SANT’OMERO. La vecchia casa di riposo “Carlo Campanini” di Sant’Omero ha chiuso forse per sempre i battenti, il nuovo asilo comunale di via Tasso li ha aperti accogliendo gli anziani ospiti che ora possono godere di una struttura sicura e moderna. Il sindaco di Sant’Omero, Andrea Luzii, aveva ottenuto dalla Asl di Teramo, proprietaria dell’immobile, la proroga di due settimane per il trasloco dei locali e il trasferimento degli anziani ospiti dalla struttura, ritenuta insicura per ricoverati e lavoratori. Luzii era sotto elezioni. Ora, rieletto, con ordinanza ha stabilito la sospensione anticipata delle attività scolastiche consentendo il trasloco che si è concluso lunedì sera. La “nuova” casa di riposo è situata nella stessa area dove si trova l’Unione di Comuni Val Vibrata. I tecnici Asl avevano dato l’ok alla soluzione in quanto i bagni sono risultati idonei, restando necessarie solo alcune modifiche che non avrebbero snaturato la struttura, come di fatto è stato.
Il trasferimento sarebbe solo temporaneo in attesa di una soluzione definitiva che passa attraverso la costruzione di una nuova casa di riposo o la riconversione, questa è l’altra ipotesi non certo a medio termine, dell’ex hotel Lago Verde in Rsa. Ma la temporaneità è sine die. Perché la costruzione di una nuova casa di riposo non è dietro l’angolo e occorre vedere come le varie parti interessate, in primis la Regione, intendano muoversi.

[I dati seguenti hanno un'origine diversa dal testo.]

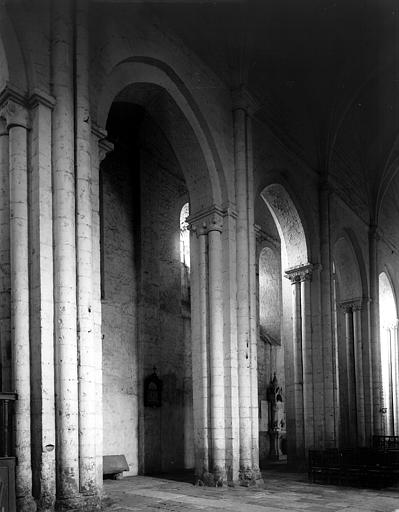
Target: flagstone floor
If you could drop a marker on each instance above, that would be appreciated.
(282, 491)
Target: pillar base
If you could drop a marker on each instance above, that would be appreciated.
(215, 479)
(26, 504)
(80, 503)
(249, 477)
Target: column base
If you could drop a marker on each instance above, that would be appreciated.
(250, 477)
(26, 504)
(86, 503)
(215, 479)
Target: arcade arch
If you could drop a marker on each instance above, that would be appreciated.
(389, 355)
(147, 181)
(290, 352)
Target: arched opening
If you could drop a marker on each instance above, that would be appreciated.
(389, 355)
(147, 188)
(284, 333)
(350, 355)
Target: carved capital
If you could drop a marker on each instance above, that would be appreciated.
(104, 147)
(206, 220)
(14, 114)
(352, 305)
(39, 97)
(298, 274)
(263, 237)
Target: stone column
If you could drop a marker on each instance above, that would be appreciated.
(350, 376)
(358, 354)
(246, 290)
(374, 330)
(66, 374)
(42, 305)
(100, 147)
(200, 349)
(216, 348)
(326, 378)
(16, 117)
(209, 355)
(306, 316)
(302, 359)
(5, 300)
(395, 377)
(87, 345)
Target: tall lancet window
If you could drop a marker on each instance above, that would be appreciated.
(389, 355)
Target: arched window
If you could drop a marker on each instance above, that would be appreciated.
(185, 236)
(389, 354)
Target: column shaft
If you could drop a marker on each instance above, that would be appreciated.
(375, 337)
(243, 325)
(327, 383)
(351, 384)
(42, 305)
(96, 301)
(308, 410)
(298, 367)
(358, 353)
(200, 350)
(252, 301)
(86, 343)
(64, 253)
(5, 300)
(20, 332)
(216, 354)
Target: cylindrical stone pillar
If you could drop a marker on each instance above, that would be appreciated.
(297, 365)
(17, 120)
(84, 259)
(374, 331)
(243, 325)
(358, 354)
(350, 374)
(200, 350)
(66, 375)
(216, 350)
(325, 380)
(5, 301)
(308, 411)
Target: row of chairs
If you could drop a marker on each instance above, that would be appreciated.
(365, 467)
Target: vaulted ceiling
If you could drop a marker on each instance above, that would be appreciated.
(325, 74)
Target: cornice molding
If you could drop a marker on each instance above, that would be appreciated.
(204, 221)
(300, 273)
(39, 97)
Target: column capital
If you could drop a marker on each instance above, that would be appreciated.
(243, 100)
(98, 132)
(104, 147)
(298, 274)
(39, 97)
(14, 114)
(207, 220)
(262, 236)
(352, 304)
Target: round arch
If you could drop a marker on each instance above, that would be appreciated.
(206, 183)
(289, 224)
(12, 64)
(347, 270)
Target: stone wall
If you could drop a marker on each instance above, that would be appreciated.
(143, 325)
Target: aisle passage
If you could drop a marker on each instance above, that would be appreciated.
(281, 492)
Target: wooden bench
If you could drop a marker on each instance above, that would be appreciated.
(365, 467)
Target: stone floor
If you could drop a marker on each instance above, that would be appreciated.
(282, 491)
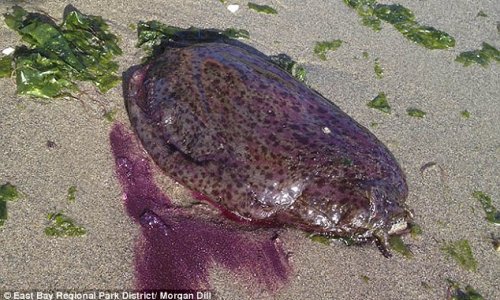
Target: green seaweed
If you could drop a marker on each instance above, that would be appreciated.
(379, 71)
(235, 33)
(152, 35)
(72, 194)
(8, 192)
(365, 278)
(110, 115)
(3, 212)
(403, 20)
(481, 56)
(415, 230)
(461, 252)
(289, 65)
(380, 102)
(415, 112)
(318, 238)
(63, 226)
(263, 9)
(321, 48)
(57, 56)
(6, 66)
(481, 14)
(456, 293)
(465, 114)
(492, 214)
(399, 246)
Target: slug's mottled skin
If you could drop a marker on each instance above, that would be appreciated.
(229, 124)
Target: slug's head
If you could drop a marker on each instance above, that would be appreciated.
(363, 211)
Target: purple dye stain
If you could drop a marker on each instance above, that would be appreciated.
(176, 250)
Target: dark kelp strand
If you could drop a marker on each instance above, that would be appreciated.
(264, 9)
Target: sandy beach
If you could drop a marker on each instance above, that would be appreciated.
(465, 153)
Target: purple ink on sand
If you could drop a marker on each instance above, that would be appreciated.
(176, 250)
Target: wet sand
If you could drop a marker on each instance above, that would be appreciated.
(466, 152)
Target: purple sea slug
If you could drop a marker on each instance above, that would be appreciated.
(228, 123)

«Siamo felici di aver tamponato la situazione, di aver risolto il problema dei nostri anziani e garantito la prosecuzione lavorativa del personale», ha detto Andrea Luzii. Di sicuro le scuole costruite ex novo o ammodernate o rese sicure sismicamente in paese sono state un investimento lungimirante, essendo tornate utili per cause inaspettate. L’iter dei lavori in alcuni casi era stato avviato già dall’amministrazione Fucilitti, poi ripreso da quella di Pompizi e infine portato a compimento da Luzii.
«È stata una vera "impresa" ma, come spesso accade in Italia, nell'emergenza tutti danno il loro meglio», è il commento al trasloco della casa di riposo del presidente del Consorzio Futura, Gabriele Marcellini. «Più che alle istituzioni (Asp, Comuni di Sant'Omero e Civitella) che, una volta di più, hanno dimostrato la forza di un territorio, oggi voglio porgere la mia gratitudine ai lavoratori della cooperativa Consorzio Futura. Da premurosi assistenti si sono trasformati in operai consumati, compiendo un autentico capolavoro logistico: spostare una intera struttura in poche ore senza sospendere, neanche per un attimo le cure e le attenzioni agli ospiti presenti. Voglio sottolineare questo sforzo perchè ritengo giusto dare un riconoscimento a una categoria di lavoratori, quelli delle case di riposo, che assurgono agli onori della stampa solo per gli episodi negativi (mai comunque nelle nostre strutture)».